Мне стало жаль старика. Обидно и горько за него. Я потянулся, чтобы потушить этот хлипкий огонек, – но, словно уловив в воздухе мое намерение и не желая погибнуть от моей руки, он опередил меня и мгновенно погас сам. Я вынул алюминиевую плошку из пальцев старика – вероятно, чуть более поспешно, чем стоило бы, – и несколько капель горячей прозрачной жидкости вылилось на его ладонь.
– У маленького Джонни горячие ладони… – тихо напел я.
На секунду мне показалось, что обожженная рука его чуть вздрогнула… – о, я бы многое отдал за это едва уловимое движение! – но нет, только лишь показалось. Тело его было безропотным и неподвижным. Холодным.

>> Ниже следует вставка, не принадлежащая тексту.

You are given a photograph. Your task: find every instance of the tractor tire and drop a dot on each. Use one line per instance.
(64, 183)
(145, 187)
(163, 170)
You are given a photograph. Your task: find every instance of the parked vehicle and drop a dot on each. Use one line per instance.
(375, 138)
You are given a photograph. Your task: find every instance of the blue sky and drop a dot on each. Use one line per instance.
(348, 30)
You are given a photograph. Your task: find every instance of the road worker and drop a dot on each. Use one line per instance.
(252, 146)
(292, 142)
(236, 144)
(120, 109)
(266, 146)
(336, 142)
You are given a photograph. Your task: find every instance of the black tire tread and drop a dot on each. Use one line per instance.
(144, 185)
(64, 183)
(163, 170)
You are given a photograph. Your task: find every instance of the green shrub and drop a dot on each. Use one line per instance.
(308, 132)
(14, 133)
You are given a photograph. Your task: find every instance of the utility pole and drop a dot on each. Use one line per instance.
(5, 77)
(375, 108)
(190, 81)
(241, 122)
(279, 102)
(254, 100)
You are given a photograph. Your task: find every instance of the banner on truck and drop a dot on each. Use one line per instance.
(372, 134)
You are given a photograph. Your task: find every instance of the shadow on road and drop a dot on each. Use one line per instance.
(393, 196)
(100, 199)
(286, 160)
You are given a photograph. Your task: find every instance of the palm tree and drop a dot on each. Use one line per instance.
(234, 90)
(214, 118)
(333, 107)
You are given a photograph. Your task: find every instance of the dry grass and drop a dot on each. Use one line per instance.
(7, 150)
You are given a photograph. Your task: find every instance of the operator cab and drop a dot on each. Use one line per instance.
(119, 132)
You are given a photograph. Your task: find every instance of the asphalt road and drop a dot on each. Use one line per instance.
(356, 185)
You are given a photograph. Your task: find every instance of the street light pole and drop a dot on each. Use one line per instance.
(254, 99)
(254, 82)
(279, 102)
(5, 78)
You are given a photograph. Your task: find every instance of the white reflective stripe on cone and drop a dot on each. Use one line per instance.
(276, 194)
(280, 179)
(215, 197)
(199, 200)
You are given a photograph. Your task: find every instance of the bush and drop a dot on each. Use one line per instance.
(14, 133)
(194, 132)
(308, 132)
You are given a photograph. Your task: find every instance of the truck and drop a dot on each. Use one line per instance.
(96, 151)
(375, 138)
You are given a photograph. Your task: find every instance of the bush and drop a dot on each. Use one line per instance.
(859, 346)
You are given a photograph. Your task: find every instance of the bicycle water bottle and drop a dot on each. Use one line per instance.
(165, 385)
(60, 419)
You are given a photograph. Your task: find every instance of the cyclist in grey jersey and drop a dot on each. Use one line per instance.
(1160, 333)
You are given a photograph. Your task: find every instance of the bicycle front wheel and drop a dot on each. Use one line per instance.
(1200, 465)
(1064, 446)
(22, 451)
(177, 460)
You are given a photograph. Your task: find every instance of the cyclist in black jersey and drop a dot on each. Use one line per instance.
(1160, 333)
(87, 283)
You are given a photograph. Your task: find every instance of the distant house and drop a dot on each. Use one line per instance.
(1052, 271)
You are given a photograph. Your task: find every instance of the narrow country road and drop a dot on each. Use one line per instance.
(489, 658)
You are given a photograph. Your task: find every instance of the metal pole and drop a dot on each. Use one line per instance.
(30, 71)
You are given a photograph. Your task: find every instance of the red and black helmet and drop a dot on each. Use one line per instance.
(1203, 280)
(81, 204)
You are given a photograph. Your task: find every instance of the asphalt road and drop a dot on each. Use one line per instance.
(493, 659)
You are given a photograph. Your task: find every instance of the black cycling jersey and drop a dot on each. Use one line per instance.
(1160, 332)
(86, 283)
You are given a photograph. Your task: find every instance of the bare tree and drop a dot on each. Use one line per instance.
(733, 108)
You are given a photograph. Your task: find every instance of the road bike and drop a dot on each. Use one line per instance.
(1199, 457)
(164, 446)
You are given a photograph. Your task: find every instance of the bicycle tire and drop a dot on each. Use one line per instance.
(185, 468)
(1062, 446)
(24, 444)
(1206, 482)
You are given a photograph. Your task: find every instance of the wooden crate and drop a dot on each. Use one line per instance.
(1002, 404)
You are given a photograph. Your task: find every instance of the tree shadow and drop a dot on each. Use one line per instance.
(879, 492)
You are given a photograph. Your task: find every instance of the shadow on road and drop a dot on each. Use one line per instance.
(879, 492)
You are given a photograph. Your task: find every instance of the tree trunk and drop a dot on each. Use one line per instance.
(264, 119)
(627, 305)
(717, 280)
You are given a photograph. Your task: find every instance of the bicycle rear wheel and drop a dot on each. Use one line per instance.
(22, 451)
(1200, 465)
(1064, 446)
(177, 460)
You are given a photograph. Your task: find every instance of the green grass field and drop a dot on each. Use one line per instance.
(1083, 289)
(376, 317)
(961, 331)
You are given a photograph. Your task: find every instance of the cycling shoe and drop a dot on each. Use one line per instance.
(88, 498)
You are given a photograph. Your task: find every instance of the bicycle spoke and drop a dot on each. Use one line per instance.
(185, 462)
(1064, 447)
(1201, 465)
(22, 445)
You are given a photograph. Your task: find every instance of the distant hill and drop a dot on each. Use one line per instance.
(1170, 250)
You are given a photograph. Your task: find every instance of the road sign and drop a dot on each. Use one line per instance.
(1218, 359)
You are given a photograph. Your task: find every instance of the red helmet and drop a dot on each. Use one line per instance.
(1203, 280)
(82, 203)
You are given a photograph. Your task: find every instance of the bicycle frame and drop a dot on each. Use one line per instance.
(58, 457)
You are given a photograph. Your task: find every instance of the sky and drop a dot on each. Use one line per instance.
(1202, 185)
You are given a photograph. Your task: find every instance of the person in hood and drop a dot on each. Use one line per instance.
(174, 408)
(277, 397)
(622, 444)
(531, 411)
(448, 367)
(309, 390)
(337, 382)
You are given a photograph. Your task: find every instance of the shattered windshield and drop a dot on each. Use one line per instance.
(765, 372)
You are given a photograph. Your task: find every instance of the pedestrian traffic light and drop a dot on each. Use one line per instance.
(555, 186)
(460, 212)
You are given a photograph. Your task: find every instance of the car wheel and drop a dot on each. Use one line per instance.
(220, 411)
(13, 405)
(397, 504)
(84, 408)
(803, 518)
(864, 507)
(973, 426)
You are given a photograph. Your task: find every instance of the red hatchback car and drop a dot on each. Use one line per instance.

Я накрыл все зеркала в доме – быстро и по-воровски, трусливо жмурясь. Накрыл не столько для порядка, сколько потому, что очень уж не хотел встречаться с ним взглядом, когда он решит посмотреть на меня и свой покинутый дом с той стороны стекла… Я все же знал старика очень неплохо и почти не сомневался в том, что он хоть ненадолго вернется. Особенно если учесть, что он здесь кое-что оставил… И когда он увидит свой дом – в глазах его будет даже не злость, а грусть и упрек, мне же нечем будет оправдаться. Потому что все действительно неправильно, неправильно, совсем неправильно, и вина лежит на мне…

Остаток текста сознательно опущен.